For An American Thanksgiving with an Italian Accent
Soup, roast turkey, stuffing, gravy, brussels sprouts and mashed potatoes. It all sounds like the typical American holiday meal, but I can't resist adding an Italian accent to the dishes I'll be making.
My mushroom soup is accented with Marsala (the recipe is in my book
),and the turkey is roasted with herbs, garlic and white wine. My turkey stuffing is one my grandmother taught my mother to make. It's made with sausage, mushrooms, bell peppers, and onions mixed with rice. The brussels sprouts will be roasted with garlic and pancetta while the potatoes are mashed with butter and Parmigiano Reggiano. And I know Charles has a fine bottle of Amarone lined up to go with the meal.
Even the cranberry sauce will have an Italian accent this year. I'm a big fan of mostarda, which takes various forms around Italy. Sometimes it is made with whole fruits poached in a sweet mustard syrup, while other versions are more like a chunky condiment. I combined tart cranberries, figs and two kinds of mustard to make a Cranberry Fig Mostarda. Both tangy and sweet, it has a pleasant crunch from the fig and mustard seeds, and its a great companion to the holiday bird. It's also good with a sharp cheese such as a mountain gorgonzola.

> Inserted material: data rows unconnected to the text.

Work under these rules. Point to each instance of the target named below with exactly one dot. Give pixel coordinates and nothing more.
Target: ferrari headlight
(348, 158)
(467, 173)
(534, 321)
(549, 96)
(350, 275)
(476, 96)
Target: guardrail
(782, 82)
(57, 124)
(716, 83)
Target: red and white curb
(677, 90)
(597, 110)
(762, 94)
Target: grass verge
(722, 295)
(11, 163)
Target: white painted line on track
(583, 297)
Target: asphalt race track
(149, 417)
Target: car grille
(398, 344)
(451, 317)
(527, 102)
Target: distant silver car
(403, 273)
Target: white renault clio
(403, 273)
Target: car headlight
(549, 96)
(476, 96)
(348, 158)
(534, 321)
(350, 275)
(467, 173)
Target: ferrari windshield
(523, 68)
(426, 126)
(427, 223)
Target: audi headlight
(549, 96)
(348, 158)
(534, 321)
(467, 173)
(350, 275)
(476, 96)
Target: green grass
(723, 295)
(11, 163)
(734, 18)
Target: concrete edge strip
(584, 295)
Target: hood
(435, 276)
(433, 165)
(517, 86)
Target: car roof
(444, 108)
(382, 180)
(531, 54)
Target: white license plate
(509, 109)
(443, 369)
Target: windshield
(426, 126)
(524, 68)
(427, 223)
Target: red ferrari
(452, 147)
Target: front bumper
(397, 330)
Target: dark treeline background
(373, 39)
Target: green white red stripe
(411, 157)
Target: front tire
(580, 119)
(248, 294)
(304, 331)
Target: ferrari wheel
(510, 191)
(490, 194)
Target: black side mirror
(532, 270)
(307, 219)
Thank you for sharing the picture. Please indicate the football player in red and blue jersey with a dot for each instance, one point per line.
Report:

Wishing you all a very delicious and Happy Thanksgiving!
Cranberry Fig Mostarda
Makes about 3-1/2 cups
12 ounce bag of cranberries, rinsed
7 ounces dried figs, stems removed, cut into 1/4-inch pieces
1-1/2 cups sugar
1/4 cup orange juice
2 teaspoons yellow mustard seeds
1 tablespoon dry mustard mixed with 1 tablespoon water
Combine cranberries, figs, sugar, and orange juice in a saucepan. Bring to simmer. Cover and cook 10 minutes or until the cranberries pop, stirring occasionally.
Add the mustard seeds and mustard paste. Stir in well. Cook 5 minutes more. Let cool. Scrape into an airtight container. Cover and refrigerate 24 hours before serving. This keeps well for at least 2 weeks.